As for Governance, the crisis stresses the conflicting reality triggered by globalization. The contrast lies be-tween central and local governance, cities and rural areas and its further effect on territorial policy making, the people and its identity.
In relation with identity, the Anthropogenic line of inquiry focuses on the effects on the population of the dif-ferent layers of representation. Although the intangible anthropogenic borders (traditions, minorities, flows) seem blurred and thus assembling, there is a latent crisis of representation between the different scales of decision making, increasing the contradiction between community and the individual.
The individual notions of Territory, Economy, Governance and Anthropogenic have led to various insights in the cartography phase. The following phase, deconstruction, further elaborates on these insights by the means of maps, diagrams and project actions, all specified to one of the four notions. However, all relating to crises and levels of representation. The four notions are addressed individually, nonetheless together they collaborate to explain the crisis of representation through scales, times and locations.
Firstly the conclusion maps following from the previous phase show a relation to earlier mentioned aspects, however apply an additional level of interpretation and information. The maps define several zones of crisis emerged from research relating to their individual notion.
To visualise how each notion relates to a level of representation and what the repercussions of the identified crises to this level of representation are, we’ve de-constructed the conclusions and constructed representational diagrams. These diagrams relate the level of representation to time and scale to visualise the effects of different regulations and countries.
The crisis points that have emerged from the research have been listed and are related to the notions to result in project actions. These project actions are studied through different times and scales to predict future situations and possibilities.

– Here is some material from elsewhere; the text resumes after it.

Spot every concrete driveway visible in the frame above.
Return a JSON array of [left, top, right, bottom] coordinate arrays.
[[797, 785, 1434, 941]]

In the deconstruction phase the different crises and project actions where identified within the four categories of territory, governance, economics and anthropogenic. Nevertheless, to project a vision for the futureof the region it was necessary to overlap the previously mapped crises into an action – reaction manifesto in order to have a wider understanding on the overall crisis of representation. By doing this different potentials and problematics in different scales and categories where identified and used to project the ideal vision of North Sea representational scenario. The potentials in the local scale, its strong local policy and sense of identity, together with the efforts for governmental unity, free trade agreements and free movement of people suggest a hopeful scenario for a well-represented and cooperative Europe.
Nonetheless, it is essential to consider different scenarios based on the problematics that keep arising in today’s geopolitical scenario. With Brexit as an example of the unexpected in what was considered to be a stable region, the projection phase aims to push the boundaries of the expected scenarios, from ideal to almost dystopian. These scenarios are the result of a matrix, showing the frightening fine line that divides the most hopeful scenarios of cooperation from the havocs of singularity and isolation.
For the crisis of representation, the four provocative future scenarios are placed in the intersection between cooperation and representation; isolation, civility, singularity, solidarity. This projection further reveals that, unlike the current common believe neither high representation and identity or high cooperation promise a bright future for the territory if they don’t work together and are reciprocal to each other.